Research Article
Austin J Proteomics Bioinform & Genomics. 2016; 3(1): 1016.
Optimization of Process Parameters for Xylanase Production by Bacillus atropheaus [KJ 590121] SD9 Isolated from Sludge using Response Surface Methodology
Tandon D*, Sharma N and Vyas G
Department of Basic Sciences, Microbiology Research Laboratory, Dr. Y. S. Parmar University of Horticulture and Forestry, India
*Corresponding author: Divya Tondon, Microbiology, Department of Basic Sciences, Dr. Y. S. Parmar University of Horticulture and Forestry, India
Received: March 21, 2016; Accepted: April 18, 2016; Published: April 20, 2016
Abstract
In recent year, xylanase has become an essential option for eco-friendly industrial biotechnological applications and there is a rising demand for large scale production. In this study, Bacillus atropheaus SD9 isolated from sludge was tested for the xylanase production under submerged cultivation conditions. Maximum xylanase activities were achieved by optimizing process conditions i.e. temperature, pH, inoculums size and substrate concentration that significantly affect the xylanase production. Central Composite Design (CCD) quadratic response surface was applied to explicate these four factors. Statistical analysis of the results showed that optimized parameters had a significant effect on xylanase production. These optimization conditions resulted in a 3-fold increased level of the xylanase (85.16 U/g) production after 120 h of fermentation; whereas the value predicted by the quadratic model was 80.07 U/g/ml. High xylanase activity may broaden the prospectus of industrial scale. This statistical approach has been proved a powerful tool for the development of cultural conditions and to gather sufficient information with minimum number of trials for enhanced production of xylanase from this strain.

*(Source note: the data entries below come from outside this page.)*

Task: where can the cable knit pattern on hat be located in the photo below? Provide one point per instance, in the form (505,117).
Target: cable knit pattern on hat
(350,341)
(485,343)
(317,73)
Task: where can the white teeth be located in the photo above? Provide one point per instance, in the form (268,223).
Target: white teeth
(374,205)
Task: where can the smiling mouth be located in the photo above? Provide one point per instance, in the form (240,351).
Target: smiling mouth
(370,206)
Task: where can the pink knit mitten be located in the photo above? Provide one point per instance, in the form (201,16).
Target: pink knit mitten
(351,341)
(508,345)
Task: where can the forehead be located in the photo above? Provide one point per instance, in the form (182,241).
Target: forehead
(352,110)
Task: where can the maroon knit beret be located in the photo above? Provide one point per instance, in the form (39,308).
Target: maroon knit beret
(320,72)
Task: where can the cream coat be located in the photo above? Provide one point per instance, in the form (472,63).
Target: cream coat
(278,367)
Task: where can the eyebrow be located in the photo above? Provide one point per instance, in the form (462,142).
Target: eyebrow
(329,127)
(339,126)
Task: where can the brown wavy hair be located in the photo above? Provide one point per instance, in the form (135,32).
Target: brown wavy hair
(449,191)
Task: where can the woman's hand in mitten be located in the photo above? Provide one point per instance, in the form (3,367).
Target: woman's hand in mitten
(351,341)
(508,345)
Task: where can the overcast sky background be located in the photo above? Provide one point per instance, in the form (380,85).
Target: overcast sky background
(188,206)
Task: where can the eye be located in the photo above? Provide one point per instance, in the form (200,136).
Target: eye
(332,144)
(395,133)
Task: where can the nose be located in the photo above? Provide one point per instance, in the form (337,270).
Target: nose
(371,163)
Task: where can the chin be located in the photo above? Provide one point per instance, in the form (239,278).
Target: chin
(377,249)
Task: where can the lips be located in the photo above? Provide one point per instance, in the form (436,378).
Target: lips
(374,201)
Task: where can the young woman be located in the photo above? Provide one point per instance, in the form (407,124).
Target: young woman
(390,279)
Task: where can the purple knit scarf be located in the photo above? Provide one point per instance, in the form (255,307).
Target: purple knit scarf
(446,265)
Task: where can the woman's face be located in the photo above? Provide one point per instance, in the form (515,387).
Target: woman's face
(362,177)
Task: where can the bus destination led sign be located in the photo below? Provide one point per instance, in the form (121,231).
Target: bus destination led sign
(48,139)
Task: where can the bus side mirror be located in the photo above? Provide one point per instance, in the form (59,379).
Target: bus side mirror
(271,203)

Keywords: Xylanase; Bacillus atropheaus; Response surface methodology; Central composite design
Introduction
Xylanases has become an essential option for eco-friendly industrial applications and there is rising demand for large scale production. Xylanase is a hemicellulolytic polysaccharide consisting of 1,4 linked β- D- xylopyranose residues, most commonly used for beer and juice clarification, pre-bleaching of kraft pulp, improving digestibility of animal feed, bread making and degumming of vegetable fibres such as jute ramie and hemp [1].
The choice of appropriate substrate is of great importance for successful production of xylanases. The substrate not only serve as source of carbon and energy source, but also provides the necessary inducing compounds for the organisms, preferentially for an extended period of time [2]. Lignocellulosic biomass represents an inexpensive and unexploited resource can emerge as suitable substrate for cost effective production of xylanase. Among lignocellulosic materials, forest residue is a major carbon sink in the forest ecosystems and accounts for roughly 20% of the terrestrial feed stock carbon storage, offering an enormous, renewable source of feedstock for biofuel production and so far there is no self sufficient process or technology available to convert this lignocellulosic biomass for bioenergy generation [3].
Cost-effective production of xylanases from low-cost agroindustrial residues is vital for their extensive and economic industrial application. To obtain the best outcome of a biotechnological process, it is imperative to consider the individual and combined influence of all involved parameters. Culture medium optimization by the traditional “one factor-at-a-time” technique requires a considerable amount of time and work. This limitation can be eliminated by factorial design optimization and response surface analysis. Plackett–Burman design is a powerful and efficient mathematical approach to screen and evaluate the important factors that influence the response without describing interaction among them. RSM comprises statistically designed experimental techniques for estimating the coefficients in a mathematical model and predicting the response and checking the applicability of the model [4,5].
Most of the literature concerning xylanases dealt with their purification and characterization, and relatively fewer studies have been done regarding production, optimization of xylanase [6]. Statistical optimization allows rapid screening of a number of factors and factor interactions and the role of each component. Response surface methodology is gaining recognition as a powerful approach for production of industrial important products such as chemicals and enzymes [7].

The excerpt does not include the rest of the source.